Ann Safo
MIT Department: Biological Engineering
Faculty Mentor: Prof. Jacquin Niles
Research Supervisors: Nickeisha Cuthbert, Leah Imlay
Undergraduate Institution: University of North Carolina at Chapel Hill
Hometown: Accra, Ghana
Website: LinkedIn
Biography
Ann Safo is an aspiring academic and policy advocate from Ghana whose research interests stem from lived experiences with malaria and other infectious diseases. Currently a rising senior at UNC Chapel Hill studying Biostatistics, Biology and Mathematics, Ann hopes to pursue a PhD with a focus on implementing computational and molecular tools to understand vaccine and drug efficacy of infectious diseases. In summer 2023, Ann interned with the Seydoux lab at the Johns Hopkins Medical School, where she worked on inserting a red fluorescent protein in the ifet-1 gene of C. elegans. Ann is currently interning with the Niles laboratory at MIT, where she is exploring whether delivering antioxidants alongside the antimalarial drug atovaquone can mitigate oxidative stress and subsequent mutagenesis to reduce the propensity of Plasmodium drug resistance. She has also worked with Carolina Housing for two years. Ann reads novels voraciously and loves to cook local Ghanaian dishes.
Abstract
Understanding the generation of resistance to atovaquone: The
potential role of mitochondrial reactive oxygen species
Ann Safo1, Leah Imlay2, Nickeisha Cuthbert2 and Jacquin Niles2
1Department of Biostatistics and Biology, University of North Carolina at Chapel Hill
2Department of Biological Engineering, Massachusetts Institute of Technology
Malaria kills over half a million people annually. Protecting current therapies from
resistance is vital. Atovaquone, an antimalarial that acts as an inhibitor of Cytochrome bc1
(bc1) within the mitochondrial electron transport chain (mETC) has a high propensity for
resistance via substitution mutations that weaken atovaquone’s binding to bc1. We
wondered whether this high propensity for resistance was partially due to mutagenic action
of atovaquone’s amplification of reactive oxygen species (ROS): Normally, some electrons
leak out of mETC complexes and react with oxygen to form ROS, which can cause DNA
mutations. mETC dysfunction can amplify this process; therefore, we investigated whether
antioxidants could protect against resistance. Specifically, we administered antioxidants
alongside atovaquone to detoxify ROS and assessed the effect on resistance propensity.

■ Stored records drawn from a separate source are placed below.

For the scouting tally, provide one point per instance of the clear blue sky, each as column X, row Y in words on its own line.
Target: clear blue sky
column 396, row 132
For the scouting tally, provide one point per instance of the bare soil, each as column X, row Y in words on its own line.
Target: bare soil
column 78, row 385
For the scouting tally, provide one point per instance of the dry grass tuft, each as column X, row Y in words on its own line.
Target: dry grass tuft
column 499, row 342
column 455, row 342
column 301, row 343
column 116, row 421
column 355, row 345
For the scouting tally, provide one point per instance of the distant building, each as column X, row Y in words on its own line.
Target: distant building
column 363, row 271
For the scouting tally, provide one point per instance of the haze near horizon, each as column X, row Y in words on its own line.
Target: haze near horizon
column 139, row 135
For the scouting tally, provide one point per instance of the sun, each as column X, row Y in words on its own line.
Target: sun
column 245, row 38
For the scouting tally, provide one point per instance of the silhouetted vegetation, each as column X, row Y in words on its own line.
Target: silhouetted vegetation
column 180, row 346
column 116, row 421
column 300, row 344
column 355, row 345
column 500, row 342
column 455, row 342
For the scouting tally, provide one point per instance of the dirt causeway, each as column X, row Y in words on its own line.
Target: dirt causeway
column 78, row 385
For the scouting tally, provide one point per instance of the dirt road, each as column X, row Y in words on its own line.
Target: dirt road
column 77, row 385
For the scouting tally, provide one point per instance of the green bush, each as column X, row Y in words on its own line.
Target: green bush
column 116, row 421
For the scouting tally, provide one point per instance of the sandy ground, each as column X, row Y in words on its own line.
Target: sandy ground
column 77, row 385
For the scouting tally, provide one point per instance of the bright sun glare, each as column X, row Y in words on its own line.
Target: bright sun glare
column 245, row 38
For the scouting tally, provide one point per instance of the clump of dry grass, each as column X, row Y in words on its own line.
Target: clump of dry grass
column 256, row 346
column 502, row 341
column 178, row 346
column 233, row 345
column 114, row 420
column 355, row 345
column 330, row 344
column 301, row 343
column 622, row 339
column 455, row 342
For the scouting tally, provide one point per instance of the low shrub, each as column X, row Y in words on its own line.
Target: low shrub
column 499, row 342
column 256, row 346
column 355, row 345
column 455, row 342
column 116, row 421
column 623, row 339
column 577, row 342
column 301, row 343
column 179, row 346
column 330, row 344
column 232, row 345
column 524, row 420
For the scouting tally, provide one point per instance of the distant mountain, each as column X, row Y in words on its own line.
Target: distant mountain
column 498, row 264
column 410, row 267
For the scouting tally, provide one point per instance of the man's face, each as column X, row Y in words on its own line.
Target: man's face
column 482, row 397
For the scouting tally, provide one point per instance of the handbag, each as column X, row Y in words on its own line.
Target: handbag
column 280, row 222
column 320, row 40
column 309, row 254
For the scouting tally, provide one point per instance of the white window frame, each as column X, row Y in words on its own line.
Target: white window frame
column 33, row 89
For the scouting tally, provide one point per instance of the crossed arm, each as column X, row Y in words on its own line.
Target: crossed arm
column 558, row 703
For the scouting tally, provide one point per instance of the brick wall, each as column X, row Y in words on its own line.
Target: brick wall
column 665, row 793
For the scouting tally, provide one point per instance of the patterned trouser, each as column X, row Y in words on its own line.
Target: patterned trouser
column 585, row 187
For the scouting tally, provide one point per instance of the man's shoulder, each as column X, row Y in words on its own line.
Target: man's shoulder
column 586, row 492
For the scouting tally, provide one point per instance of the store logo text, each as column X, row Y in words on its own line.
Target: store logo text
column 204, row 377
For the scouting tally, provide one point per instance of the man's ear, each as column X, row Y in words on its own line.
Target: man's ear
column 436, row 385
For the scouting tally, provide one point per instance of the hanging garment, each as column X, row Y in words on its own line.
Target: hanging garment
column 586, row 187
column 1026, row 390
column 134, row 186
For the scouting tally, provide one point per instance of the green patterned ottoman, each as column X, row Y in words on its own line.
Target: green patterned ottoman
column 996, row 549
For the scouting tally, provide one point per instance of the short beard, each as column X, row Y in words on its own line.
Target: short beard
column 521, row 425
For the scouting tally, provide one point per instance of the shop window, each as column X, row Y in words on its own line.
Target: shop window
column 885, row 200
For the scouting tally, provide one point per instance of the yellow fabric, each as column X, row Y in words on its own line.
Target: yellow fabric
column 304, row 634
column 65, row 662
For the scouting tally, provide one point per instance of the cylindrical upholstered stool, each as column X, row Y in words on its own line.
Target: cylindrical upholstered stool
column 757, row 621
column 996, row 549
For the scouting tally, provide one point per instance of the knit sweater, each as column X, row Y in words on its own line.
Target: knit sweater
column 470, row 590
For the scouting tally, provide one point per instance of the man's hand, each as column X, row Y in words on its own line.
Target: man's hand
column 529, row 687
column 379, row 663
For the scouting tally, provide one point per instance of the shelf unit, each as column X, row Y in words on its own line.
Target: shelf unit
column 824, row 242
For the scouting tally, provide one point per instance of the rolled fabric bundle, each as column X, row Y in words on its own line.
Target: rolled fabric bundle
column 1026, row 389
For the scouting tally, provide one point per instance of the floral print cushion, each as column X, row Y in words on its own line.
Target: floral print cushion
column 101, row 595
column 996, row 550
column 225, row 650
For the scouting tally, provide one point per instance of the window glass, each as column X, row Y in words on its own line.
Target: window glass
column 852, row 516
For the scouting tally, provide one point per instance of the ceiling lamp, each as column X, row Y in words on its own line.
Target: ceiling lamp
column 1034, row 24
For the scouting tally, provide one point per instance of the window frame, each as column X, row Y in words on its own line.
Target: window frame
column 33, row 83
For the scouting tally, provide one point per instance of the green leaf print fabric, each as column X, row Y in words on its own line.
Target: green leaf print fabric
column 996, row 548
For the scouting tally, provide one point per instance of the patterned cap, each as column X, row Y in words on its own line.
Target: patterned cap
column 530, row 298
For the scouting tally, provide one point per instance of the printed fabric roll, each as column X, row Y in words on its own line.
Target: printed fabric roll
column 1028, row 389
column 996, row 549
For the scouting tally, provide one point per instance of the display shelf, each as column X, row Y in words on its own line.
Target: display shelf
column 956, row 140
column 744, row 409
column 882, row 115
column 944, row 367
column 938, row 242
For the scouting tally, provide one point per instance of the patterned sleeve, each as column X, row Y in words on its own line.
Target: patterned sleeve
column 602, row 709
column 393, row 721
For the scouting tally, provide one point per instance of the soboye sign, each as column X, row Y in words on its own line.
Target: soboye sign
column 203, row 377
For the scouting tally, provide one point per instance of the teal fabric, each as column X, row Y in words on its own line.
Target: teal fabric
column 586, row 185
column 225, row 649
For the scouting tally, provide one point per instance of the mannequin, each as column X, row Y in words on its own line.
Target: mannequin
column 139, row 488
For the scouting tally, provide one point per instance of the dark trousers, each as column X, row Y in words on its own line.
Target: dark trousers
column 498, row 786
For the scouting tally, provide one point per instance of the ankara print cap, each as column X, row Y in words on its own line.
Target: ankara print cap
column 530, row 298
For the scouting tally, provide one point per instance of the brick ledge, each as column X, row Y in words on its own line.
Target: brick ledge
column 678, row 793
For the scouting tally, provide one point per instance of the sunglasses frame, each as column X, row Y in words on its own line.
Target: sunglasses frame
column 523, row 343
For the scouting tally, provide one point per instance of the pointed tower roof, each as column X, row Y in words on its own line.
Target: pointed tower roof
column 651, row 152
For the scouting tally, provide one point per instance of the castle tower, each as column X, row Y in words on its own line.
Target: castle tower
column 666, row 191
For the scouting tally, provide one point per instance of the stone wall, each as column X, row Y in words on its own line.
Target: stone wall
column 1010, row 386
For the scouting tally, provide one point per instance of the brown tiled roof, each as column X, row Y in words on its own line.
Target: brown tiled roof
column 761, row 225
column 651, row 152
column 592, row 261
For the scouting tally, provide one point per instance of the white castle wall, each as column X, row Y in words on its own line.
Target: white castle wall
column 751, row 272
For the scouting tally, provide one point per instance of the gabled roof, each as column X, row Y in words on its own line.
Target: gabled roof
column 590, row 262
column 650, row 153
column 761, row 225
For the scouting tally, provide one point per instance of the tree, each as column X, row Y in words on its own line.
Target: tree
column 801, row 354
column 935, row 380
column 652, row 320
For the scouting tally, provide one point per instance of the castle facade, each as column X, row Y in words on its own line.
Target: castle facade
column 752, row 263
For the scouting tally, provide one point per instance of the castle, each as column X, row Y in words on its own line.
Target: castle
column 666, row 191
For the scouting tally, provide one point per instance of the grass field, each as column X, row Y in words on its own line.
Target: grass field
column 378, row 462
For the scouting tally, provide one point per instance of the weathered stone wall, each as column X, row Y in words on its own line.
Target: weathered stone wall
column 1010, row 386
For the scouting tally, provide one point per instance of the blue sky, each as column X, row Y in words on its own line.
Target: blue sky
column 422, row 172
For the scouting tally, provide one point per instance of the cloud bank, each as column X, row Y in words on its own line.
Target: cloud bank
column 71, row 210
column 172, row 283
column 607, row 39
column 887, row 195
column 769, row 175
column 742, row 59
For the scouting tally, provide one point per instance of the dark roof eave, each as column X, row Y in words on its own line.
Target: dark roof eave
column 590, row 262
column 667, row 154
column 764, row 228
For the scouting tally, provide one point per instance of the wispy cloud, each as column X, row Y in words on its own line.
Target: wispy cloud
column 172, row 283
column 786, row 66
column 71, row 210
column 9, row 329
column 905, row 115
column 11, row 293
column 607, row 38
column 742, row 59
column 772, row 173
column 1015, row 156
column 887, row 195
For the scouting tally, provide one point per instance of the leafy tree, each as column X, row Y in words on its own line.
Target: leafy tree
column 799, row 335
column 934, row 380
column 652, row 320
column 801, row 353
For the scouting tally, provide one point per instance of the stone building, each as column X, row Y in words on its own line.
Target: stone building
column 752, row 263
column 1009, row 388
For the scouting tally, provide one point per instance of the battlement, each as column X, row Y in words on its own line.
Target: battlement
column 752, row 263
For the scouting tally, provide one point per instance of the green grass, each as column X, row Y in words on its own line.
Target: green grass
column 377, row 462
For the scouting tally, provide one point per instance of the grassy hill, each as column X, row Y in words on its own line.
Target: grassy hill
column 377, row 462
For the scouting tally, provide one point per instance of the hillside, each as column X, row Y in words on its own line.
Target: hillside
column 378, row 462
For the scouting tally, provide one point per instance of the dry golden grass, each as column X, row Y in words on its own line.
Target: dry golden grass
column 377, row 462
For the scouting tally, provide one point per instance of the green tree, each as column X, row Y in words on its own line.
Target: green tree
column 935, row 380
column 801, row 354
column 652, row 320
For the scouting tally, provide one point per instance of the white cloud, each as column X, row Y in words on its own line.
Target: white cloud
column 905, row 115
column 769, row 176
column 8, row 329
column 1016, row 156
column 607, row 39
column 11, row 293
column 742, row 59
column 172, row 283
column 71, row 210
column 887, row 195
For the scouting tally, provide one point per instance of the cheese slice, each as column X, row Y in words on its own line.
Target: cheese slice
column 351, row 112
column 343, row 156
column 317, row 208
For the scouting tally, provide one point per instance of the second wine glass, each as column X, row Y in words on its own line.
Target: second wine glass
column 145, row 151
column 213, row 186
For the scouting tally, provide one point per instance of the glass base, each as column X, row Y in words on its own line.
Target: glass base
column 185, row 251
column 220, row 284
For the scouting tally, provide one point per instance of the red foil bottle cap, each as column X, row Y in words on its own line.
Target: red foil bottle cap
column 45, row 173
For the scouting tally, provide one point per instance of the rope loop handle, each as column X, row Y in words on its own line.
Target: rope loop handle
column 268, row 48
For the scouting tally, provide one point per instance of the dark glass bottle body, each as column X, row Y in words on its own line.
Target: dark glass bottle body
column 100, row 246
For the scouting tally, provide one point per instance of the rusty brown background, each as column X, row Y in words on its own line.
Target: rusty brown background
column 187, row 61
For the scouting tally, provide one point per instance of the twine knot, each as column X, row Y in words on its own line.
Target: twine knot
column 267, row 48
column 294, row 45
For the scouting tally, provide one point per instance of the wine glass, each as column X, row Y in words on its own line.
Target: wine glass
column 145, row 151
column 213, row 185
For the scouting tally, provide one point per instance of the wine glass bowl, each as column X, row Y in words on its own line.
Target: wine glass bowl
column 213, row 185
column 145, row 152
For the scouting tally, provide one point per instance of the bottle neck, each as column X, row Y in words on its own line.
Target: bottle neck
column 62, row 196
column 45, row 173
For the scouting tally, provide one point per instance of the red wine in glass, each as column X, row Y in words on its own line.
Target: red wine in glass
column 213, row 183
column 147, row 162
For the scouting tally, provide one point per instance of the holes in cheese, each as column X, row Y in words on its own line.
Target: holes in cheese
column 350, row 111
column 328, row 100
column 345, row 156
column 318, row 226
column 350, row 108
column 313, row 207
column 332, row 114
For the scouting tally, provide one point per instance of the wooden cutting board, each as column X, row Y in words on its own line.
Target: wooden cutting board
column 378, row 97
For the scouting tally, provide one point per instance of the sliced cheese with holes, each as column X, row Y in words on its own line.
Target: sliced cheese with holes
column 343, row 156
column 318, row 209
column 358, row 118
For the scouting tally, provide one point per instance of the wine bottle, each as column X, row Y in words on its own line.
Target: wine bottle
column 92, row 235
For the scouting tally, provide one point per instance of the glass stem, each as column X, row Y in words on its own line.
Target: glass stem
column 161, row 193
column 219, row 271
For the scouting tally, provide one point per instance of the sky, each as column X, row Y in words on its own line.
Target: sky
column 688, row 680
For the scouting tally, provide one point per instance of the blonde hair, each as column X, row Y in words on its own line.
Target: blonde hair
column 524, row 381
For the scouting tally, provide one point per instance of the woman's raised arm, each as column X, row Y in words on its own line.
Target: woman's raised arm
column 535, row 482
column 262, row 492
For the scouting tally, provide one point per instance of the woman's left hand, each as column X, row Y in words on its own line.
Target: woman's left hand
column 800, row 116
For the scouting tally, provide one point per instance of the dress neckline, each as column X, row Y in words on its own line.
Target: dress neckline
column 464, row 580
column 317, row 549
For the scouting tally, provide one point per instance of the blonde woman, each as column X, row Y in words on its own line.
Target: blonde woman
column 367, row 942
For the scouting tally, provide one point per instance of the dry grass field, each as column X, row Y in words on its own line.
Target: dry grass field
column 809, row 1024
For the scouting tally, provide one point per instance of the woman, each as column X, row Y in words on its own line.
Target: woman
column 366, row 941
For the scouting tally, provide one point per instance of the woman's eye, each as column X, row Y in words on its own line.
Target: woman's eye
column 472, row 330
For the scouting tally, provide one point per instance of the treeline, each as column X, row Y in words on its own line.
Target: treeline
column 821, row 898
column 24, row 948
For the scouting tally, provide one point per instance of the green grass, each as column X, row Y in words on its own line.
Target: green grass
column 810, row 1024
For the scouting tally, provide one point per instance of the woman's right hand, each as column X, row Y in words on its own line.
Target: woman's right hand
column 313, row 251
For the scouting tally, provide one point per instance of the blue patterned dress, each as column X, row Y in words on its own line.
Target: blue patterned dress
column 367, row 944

We performed resistance screens using three antioxidants and biological triplicates. We
also verified that antioxidants do not substantially alter atovaquone’s potency. However,
we obtained a lower than expected EC50 (concentration at which parasite viability is 50%
reduced). This result indicated that resistance experiments were conducted at 100x EC50,
instead of 10x as intended. Future assays will investigate our hypothesis under ideal
conditions. If our hypothesis is supported, antioxidants may provide an inexpensive means
of safeguarding antimalarials against resistance.